Forum Moderators: Robert Charlton & goodroi
What is the treatment by Google of multiple links to a single page both internally and between sites? Should we be restricting ourselves to one link per page?
Whitey - Your question is one that's intrigued me for a while. There are multiple combinations and permutations of what you're asking, though, and I'm not quite sure which one you're asking about. For now, I'm going to respond about multiple links from one page to another single page, and talk about internal navigation only.
First... there's no reason that I can see for restricting yourself to one internal link from a page to another.
As to how Google regards multiple links from one page to one another... a claim of testing I've seen online stated that if Google finds several links on a page to another page, it will consider only the first link that it finds.
I haven't run a systematic test, but I do look at serps and sites a lot. With regard to internal navigation, at least, looking at the links displayed in Google SiteLinks suggests something very different. I think that Google looks at multiple links on a page and at their anchor text. It's not clear how it weights them or how it sums these multiple links at the destination page.
(SiteLinks, I should note, are those five clustered links shown on some top listings in Google serps.)
See...
Google publishes information on SiteLinks (extended listings)
[webmasterworld.com...]
On client sites that show Google SiteLinks for several searches, we have nav that combines side text nav, image nav with alt text, paragraph text links, and footer nav text... often with several links linking to the same page, and with different anchor text in each. On these sites, I've seen sets of SiteLinks that include anchor text from all the different global nav positions...
- side text nav
- image nav with alt text
- footer text nav
The SiteLinks displayed are definitely not the first links on the page (ie, in code order), which suggests to me that all the links are looked at, and it's not necessarily the first that's the most important.

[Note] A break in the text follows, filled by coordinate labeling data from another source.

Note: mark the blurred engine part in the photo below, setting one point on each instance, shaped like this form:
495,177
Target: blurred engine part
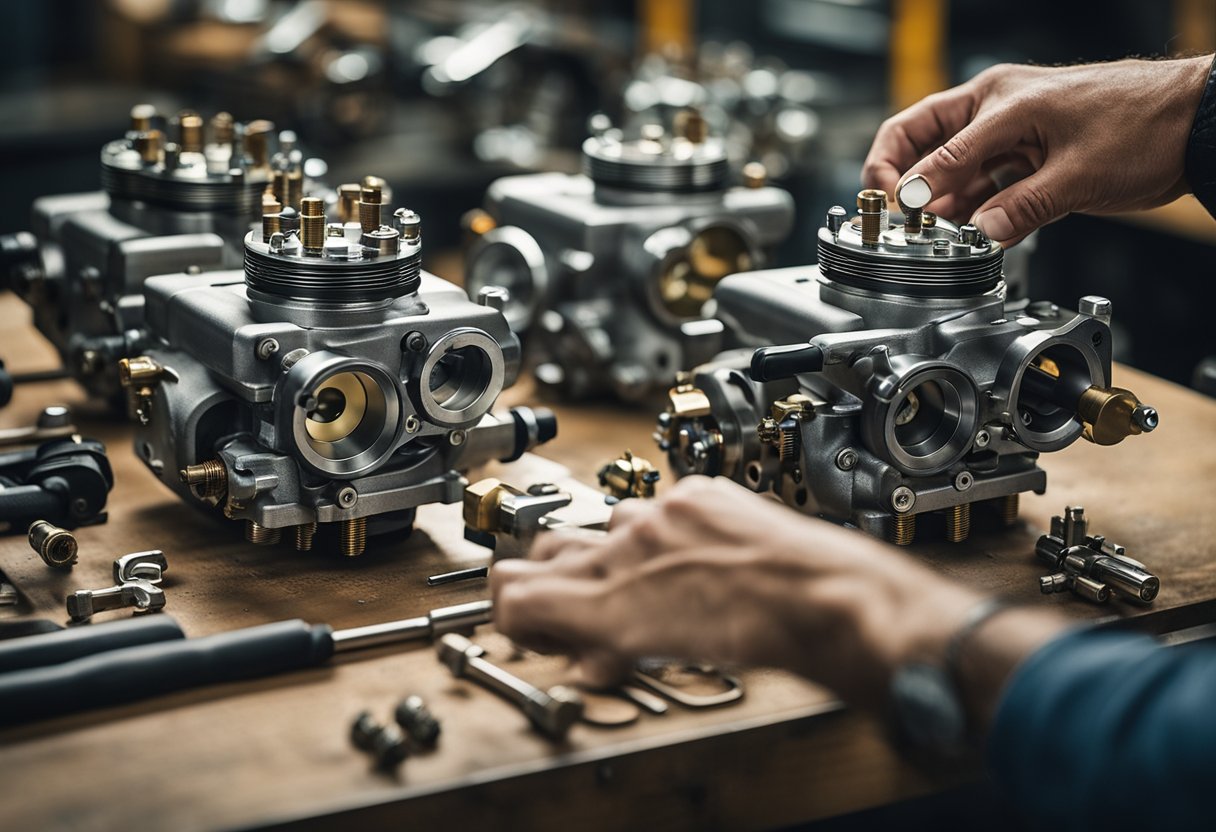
608,271
330,388
179,195
907,389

It's possible that if you have three links from one of your pages to another, you're conferring triple the PageRank of one link. The math suggests that the PR conferred by single links is divided up equally among all the links on a page. Conceivably, the anchor text is similarly weighted. Google definitely notices which pages on a site you deem most important by the frequency of links to them. It may also be, though, that the algo somehow discounts "link love" if there's a common source of the links.
Keep in mind, btw, that the SiteLink "algo" is definitely not the same as the ranking algo. If you search...
site:domain word1 word2
...the serps will not be the same as the site links.
I'm not sure how broad you intended your question to be. We could also discuss the same situation between two pages on different domains. Run-of-site links have been discussed a lot... but the question of two or three links from the same page to one page is slightly different, and, to me, more interesting and less easy to answer.
[edited by: Robert_Charlton at 8:57 am (utc) on Mar. 22, 2007]
So in the process of recognising navigation elements, the linked .gif will likely not interfere with the text link delivering the keyword to the receiving page.
However, if there are multiple links to the same page it could conceivably dilute the strength of the links to a point where there might be no keyword benefit for the receving page ie the PR/link strength would be divided by the number of links. Do you see this as correct?
And if so would this principle apply to an inbound link from another site?